Cet atelier, organisé par l’Axe 5 du laboratoire SAGE dans une perspective résolument transversale aux différents axes, vise à rassembler les membres du laboratoire, des étudiants avancés dans leurs parcours de recherche ainsi que des collègues d’autres unités et composantes autour d’une thématique trop souvent abandonnée aux sciences de gestion : le commandement et l’incarnation de la posture de « chef ». Par le biais de la question du commandement, considéré comme un type de relation et un ensemble de pratiques, on se propose d’interroger les conditions historiques et sociales par lesquelles les hiérarchies s’incarnent et sont utilisées pour faire agir autrui. Revenant ici sur une thématique classique de la sociologie des organisations et de sociologie du travail, mais aussi des sciences de gestion, on abordera la question sous différents angles : (1) les transferts de techniques et de dispositifs de commandement entre différents univers sociaux plus ou moins formellement organisés, (2) les processus de socialisation et les apprentissages des rôles de « chef », ainsi que leur incarnation par les agents, et (3) les résistances, détournements, contournements et réinventions de ces postures dans des mondes sociaux se revendiquant d’une organisation horizontale, voire démocratique. À travers la comparaison des terrains l’on souhaite : d'une part explorer les modalités concrètes par lesquelles les individus sont socialisés aux hiérarchies sociales/scolaires/professionnelles et d'autre part, explorer les façons dont ces hiérarchies s’expriment, sont reconnues et reconduites, s'entérinent et s'institutionnalisent ou sont, au contraire, contestées et remises en question dans différents univers sociaux, au prisme des formes de commandement. Comment se construit le commandement ? Quelles qualités sont réappropriées, manipulées ? Par quel processus, actions, selon quelles modalités, au terme de quels apprentissages ?

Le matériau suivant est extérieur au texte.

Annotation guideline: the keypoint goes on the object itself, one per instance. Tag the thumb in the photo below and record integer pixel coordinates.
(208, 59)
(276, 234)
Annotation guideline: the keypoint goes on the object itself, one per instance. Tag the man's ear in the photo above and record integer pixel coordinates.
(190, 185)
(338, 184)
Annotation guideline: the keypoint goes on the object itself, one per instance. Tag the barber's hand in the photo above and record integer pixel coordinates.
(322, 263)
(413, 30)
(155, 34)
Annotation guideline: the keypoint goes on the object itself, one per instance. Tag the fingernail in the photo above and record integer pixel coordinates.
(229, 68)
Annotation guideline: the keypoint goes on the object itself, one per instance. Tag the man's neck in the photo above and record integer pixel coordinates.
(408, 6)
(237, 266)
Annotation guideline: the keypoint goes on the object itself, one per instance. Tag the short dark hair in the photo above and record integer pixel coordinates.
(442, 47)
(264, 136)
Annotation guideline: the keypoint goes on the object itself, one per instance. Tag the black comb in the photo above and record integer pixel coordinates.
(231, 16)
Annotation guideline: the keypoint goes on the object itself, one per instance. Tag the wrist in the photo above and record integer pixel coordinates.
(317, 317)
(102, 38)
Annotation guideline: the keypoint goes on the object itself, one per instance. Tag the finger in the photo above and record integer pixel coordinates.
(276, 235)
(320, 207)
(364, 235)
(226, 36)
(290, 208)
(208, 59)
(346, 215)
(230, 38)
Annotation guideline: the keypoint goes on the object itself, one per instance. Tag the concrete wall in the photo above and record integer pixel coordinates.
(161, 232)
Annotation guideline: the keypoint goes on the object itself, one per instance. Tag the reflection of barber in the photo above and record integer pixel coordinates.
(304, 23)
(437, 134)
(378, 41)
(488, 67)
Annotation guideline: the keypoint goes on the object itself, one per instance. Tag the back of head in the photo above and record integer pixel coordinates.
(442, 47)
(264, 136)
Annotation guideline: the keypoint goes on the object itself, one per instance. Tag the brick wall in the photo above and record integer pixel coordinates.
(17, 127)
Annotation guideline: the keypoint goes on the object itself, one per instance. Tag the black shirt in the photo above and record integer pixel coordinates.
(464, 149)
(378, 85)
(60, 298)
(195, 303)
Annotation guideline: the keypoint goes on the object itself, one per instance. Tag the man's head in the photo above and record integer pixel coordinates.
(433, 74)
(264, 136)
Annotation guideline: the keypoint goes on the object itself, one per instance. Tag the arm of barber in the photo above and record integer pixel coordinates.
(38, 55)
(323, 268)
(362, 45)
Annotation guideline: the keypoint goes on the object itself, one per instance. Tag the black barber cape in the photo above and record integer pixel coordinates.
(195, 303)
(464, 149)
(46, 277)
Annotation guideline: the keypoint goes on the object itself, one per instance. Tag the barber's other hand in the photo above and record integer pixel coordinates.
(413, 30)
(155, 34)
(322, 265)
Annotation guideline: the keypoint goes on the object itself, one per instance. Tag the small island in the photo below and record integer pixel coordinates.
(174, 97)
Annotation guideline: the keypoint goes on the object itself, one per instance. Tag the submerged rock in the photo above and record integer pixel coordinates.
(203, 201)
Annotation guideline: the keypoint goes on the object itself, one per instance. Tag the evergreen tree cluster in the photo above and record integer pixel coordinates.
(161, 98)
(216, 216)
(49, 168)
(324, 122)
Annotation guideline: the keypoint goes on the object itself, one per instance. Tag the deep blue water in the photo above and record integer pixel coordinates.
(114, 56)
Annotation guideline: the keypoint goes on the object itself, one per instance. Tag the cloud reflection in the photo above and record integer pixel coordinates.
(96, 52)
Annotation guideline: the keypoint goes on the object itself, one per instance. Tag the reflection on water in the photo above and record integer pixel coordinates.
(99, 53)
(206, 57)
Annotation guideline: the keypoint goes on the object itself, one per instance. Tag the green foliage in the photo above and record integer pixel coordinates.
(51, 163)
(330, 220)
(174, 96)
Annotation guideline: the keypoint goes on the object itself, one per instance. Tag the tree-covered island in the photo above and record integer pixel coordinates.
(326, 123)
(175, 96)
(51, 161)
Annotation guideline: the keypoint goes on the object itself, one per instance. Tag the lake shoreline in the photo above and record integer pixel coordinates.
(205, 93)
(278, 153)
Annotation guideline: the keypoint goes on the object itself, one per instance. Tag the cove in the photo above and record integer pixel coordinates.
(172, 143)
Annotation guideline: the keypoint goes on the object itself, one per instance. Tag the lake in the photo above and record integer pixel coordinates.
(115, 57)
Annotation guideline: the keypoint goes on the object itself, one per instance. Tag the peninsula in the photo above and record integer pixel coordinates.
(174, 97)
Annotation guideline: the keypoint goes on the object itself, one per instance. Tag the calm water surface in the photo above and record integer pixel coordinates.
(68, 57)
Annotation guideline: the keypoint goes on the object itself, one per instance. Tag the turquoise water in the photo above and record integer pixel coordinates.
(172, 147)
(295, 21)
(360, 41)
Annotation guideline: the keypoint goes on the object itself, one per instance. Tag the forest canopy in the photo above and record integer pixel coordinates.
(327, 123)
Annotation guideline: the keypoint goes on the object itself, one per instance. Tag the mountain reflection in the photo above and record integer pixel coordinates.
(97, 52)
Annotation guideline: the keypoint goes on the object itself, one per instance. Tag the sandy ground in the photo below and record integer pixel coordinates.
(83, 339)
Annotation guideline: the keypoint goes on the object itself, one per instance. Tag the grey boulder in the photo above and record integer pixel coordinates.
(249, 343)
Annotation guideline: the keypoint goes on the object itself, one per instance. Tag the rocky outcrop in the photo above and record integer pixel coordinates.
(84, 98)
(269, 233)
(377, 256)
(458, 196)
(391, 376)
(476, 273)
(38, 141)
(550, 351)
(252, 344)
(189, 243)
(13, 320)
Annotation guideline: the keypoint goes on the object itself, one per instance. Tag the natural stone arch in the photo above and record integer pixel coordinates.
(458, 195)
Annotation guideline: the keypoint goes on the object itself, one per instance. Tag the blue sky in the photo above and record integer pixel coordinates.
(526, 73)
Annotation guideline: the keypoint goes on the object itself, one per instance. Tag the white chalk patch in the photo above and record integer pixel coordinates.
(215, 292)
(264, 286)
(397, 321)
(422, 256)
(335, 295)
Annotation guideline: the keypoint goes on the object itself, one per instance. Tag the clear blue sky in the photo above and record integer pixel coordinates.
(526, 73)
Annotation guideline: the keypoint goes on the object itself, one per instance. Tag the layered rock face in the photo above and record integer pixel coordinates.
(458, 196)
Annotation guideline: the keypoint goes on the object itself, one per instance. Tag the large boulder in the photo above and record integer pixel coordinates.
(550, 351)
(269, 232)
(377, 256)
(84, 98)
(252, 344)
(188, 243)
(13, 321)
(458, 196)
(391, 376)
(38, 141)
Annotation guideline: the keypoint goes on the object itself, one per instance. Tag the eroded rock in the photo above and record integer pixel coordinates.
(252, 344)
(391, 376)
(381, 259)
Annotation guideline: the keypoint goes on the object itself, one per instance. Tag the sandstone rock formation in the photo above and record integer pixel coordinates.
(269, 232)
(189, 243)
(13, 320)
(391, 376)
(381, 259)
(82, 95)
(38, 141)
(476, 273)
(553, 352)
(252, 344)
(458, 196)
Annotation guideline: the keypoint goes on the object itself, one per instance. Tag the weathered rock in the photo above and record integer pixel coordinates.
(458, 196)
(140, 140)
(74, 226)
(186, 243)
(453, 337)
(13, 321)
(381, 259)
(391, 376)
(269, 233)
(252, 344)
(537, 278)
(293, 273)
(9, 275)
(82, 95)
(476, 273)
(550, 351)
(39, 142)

Fabrication et socialisation à la posture de commandement : Théories, manuels et apprentissages.

Salle Antarctique (239) 9h30-12h

Marianne Blanchard (Université Toulouse 2 – CERTOP) – « Apprendre à diriger : Retour historique sur le travail de la personnalité et l’inculcation de savoirs-être dans les écoles de commerce ».

Résumé : Cherchant à s’affirmer dans le champ des grandes écoles et de la formation des élites dirigeantes, dans les années 1960 les responsables des écoles de commerce entament une profonde réforme des programmes d’enseignement et de la pédagogie. En effet, s’impose alors l’idée qu’afin de « former des dirigeants », et de les préparer à leurs futures responsabilités (« commandement », « prise de décision », « adaptation au changement »), il s’agirait de transmettre des manières d’être et de penser, plus que des connaissances. Dans cette perspective, les nouveaux programmes visent à « déscolariser » la formation, d’une part en déconstruisant – partiellement – les découpages disciplinaires, d’autre part en introduisant de nouvelles méthodes d’enseignement, comme la méthode des cas. Initialement développée à la Harvard Business School, cette méthode est présentée comme un moyen d’apprendre à agir.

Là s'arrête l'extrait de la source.